Ce n’est un secret pour personne : l’une des formes les plus brutales de la violence sociale, c’est le viol. Il fait l’objet du roman terrible, obsédant, d’Inès Bayard. L’auteure, âgée de 27 ans, est originaire de Toulouse et vit à Berlin. Venue d’un milieu plutôt modeste, elle a travaillé durant 2 ans dans les milieux bancaires. Son roman (Malheur du bas, Albin Michel) commence par un infanticide, un meurtre et un suicide dans un milieu de bourgeois catholiques parisiens du 11eme arrondissement : à l’origine de ces crimes, le viol de Marie par son supérieur hiérarchique. Avec une précision glaçante, Inès Bayard décrit les effets de cette violence sur le corps – de l’acte jusqu’à la naissance de l’enfant dont elle ne sait s’il est de son mari ou bien de son violeur – puis sur l’esprit de cette femme. Jusqu’à la réclusion totale en soi, à la folie et au crime.

L’auteure égrène ses influences, plutôt du côté des écrivains allemands et autrichiens pour ce qui est de la prise en compte radicale et exhaustive du corps féminin, effective dès après 1945 : Ingeborg Bachmann, Elfriede Jelinek, Heinrich Böll (son Honneur perdu de Katharina Blum, bien sûr) ; Günter Grass, aussi…

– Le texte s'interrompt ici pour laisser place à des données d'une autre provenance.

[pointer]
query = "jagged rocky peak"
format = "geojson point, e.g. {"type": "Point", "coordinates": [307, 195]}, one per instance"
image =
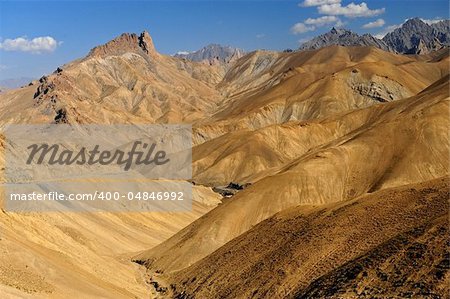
{"type": "Point", "coordinates": [343, 37]}
{"type": "Point", "coordinates": [126, 42]}
{"type": "Point", "coordinates": [417, 37]}
{"type": "Point", "coordinates": [213, 53]}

Comme dans les trois romans évoqués plus haut, il y a violence, mais pas révolte. Celle-ci eût consisté en la dénonciation du fauteur, en sa désignation publique. Il y a destruction au menu, aujourd’hui, oui ; mais une destruction forclose, muette. Notre violence est incapable d’exposer et de nommer. Encore moins d’avancer vers la résolution, même modeste, du problème.

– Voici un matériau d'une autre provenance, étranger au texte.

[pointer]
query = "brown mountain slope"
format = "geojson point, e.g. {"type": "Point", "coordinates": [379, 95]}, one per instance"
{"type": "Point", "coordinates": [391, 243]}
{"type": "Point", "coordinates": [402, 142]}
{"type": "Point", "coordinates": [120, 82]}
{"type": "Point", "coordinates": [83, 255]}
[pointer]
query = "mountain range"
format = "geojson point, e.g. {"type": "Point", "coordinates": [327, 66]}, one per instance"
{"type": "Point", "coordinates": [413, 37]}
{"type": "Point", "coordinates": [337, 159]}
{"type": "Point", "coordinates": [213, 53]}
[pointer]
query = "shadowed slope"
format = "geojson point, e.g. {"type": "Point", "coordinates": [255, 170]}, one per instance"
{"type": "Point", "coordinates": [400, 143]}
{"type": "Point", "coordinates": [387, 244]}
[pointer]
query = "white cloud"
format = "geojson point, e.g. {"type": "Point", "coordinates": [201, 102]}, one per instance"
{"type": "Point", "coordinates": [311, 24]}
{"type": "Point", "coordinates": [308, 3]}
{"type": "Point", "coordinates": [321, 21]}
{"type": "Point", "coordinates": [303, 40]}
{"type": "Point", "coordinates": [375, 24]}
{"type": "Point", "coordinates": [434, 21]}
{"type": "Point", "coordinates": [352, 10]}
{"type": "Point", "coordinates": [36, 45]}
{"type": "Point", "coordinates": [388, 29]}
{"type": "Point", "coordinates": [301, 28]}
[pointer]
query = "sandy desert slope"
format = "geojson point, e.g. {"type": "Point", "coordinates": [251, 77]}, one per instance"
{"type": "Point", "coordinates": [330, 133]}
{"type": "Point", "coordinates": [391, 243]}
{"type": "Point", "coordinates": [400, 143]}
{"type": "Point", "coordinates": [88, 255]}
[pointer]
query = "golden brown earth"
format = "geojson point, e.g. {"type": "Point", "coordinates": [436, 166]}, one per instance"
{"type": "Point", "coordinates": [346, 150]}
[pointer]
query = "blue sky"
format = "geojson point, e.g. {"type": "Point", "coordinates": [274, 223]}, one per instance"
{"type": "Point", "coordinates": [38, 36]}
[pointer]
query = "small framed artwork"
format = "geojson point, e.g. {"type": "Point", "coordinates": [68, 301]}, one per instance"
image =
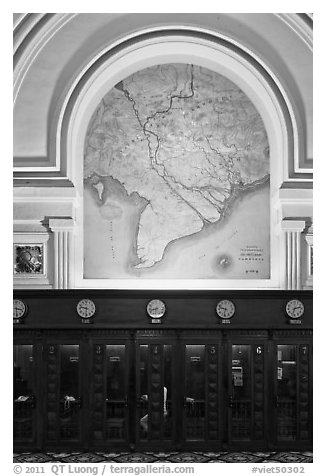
{"type": "Point", "coordinates": [28, 259]}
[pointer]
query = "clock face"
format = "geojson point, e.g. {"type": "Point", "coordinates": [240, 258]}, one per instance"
{"type": "Point", "coordinates": [19, 308]}
{"type": "Point", "coordinates": [225, 309]}
{"type": "Point", "coordinates": [294, 308]}
{"type": "Point", "coordinates": [86, 308]}
{"type": "Point", "coordinates": [156, 308]}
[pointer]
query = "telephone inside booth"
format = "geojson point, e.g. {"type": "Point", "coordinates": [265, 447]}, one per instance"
{"type": "Point", "coordinates": [237, 376]}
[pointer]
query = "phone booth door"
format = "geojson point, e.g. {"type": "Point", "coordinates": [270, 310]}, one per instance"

Quatre romans de l’immobilité et de la résignation, donc. C’est ainsi qu’aujourd’hui les hommes vivent. Et depuis cet après midi, une question tournoie dans nos esprits : pourquoi, selon l’expression de François Bégaudeau, pâtissons-nous d’une incapacité à la violence ? Il faut que nous continuions à nous poser cette question, jusqu’à trouver les bonnes réponses. La littérature peutnous y aider grandement.